# Can i mix CSM-B and Iron Chelate 11$ DPTA



## doubleott05 (Jul 20, 2005)

Can i mix CSM-B and Iron Chelate 11% DPTA into the same stock solution?

if so how much iron for EI should i be using 3x a week on a 50 gal if i am dry dosing?

Thanks
Elliot


----------



## davemonkey (Mar 29, 2008)

You can mix them, but it seems like you'd be getting too much iron if you dose enough mixed Fe+CSM+B for your other micros. You might be better to dose the EI amounts for your micros using only the CSM+B and then dose the Fe in 1/4tsp amounts when you see iron deficiency, and dose it with your normal micro doses. If you still see Fe deficiency, gradually increase the Fe dose.


----------



## doubleott05 (Jul 20, 2005)

but i can mix them?? 

i see what you are saying. per haps i will mix a 1/4 of the recommended dose to mix with my csm-b. that way i get what i may or may not need but am not wasting it it would be more like a root tab dose in stock form i suppose

Thanks Mr Monkey.... i mean thanks dave

Elliot


----------



## bigstick120 (Mar 8, 2005)

Can you, sure. That is a lot of iron, I tried it. With CSM it doesnt seem you need extra iron. With Seachem flourish I have to supplement extra iron.


----------



## wet (Nov 24, 2008)

I'd suggest something more like a 2:1 ratio by teaspoon/volume/mass of CSM+B : DTPA, for what it's worth. You should totally mix these. Think about using a little of your Metricide, too, since anecdotally/marketing-wise Seachem claims Excel helps Fe stay in its usable (Ferrous/+2) state longer.
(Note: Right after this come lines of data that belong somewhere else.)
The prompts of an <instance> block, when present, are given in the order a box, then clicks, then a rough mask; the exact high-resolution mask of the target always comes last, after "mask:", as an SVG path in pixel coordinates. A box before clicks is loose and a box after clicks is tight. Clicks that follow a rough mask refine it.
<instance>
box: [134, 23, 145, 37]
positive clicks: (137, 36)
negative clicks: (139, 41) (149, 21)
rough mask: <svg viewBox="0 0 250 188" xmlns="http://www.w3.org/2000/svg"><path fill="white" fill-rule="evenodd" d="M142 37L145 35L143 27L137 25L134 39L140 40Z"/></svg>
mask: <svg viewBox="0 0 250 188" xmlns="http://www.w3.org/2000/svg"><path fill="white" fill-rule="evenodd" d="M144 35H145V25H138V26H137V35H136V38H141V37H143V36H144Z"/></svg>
Before trying to clone Tropica Master Grow with the Good Sh... er, Stuff (here in the forums, Stuff is sold by greenleafaquariums.com), I used CSM+B, DTPA, and Excel as "Secret Sauce" to perk plants up. The only difference between "Secret Sauce" and "Good Sh..." is MnSO4 and proportions, and the former seems to be unimportant per the collective experiences of barbarossa, Tom Barr, Hoppy, Dempsey, and many others. I think most who add DTPA to their trace solution find that they keep doing it, and I would again suggest the 2:1 ratio of CSM+B : DTPA as a fine place to start.

Only FWIW, of course.


----------



## doubleott05 (Jul 20, 2005)

pm ed you wet


----------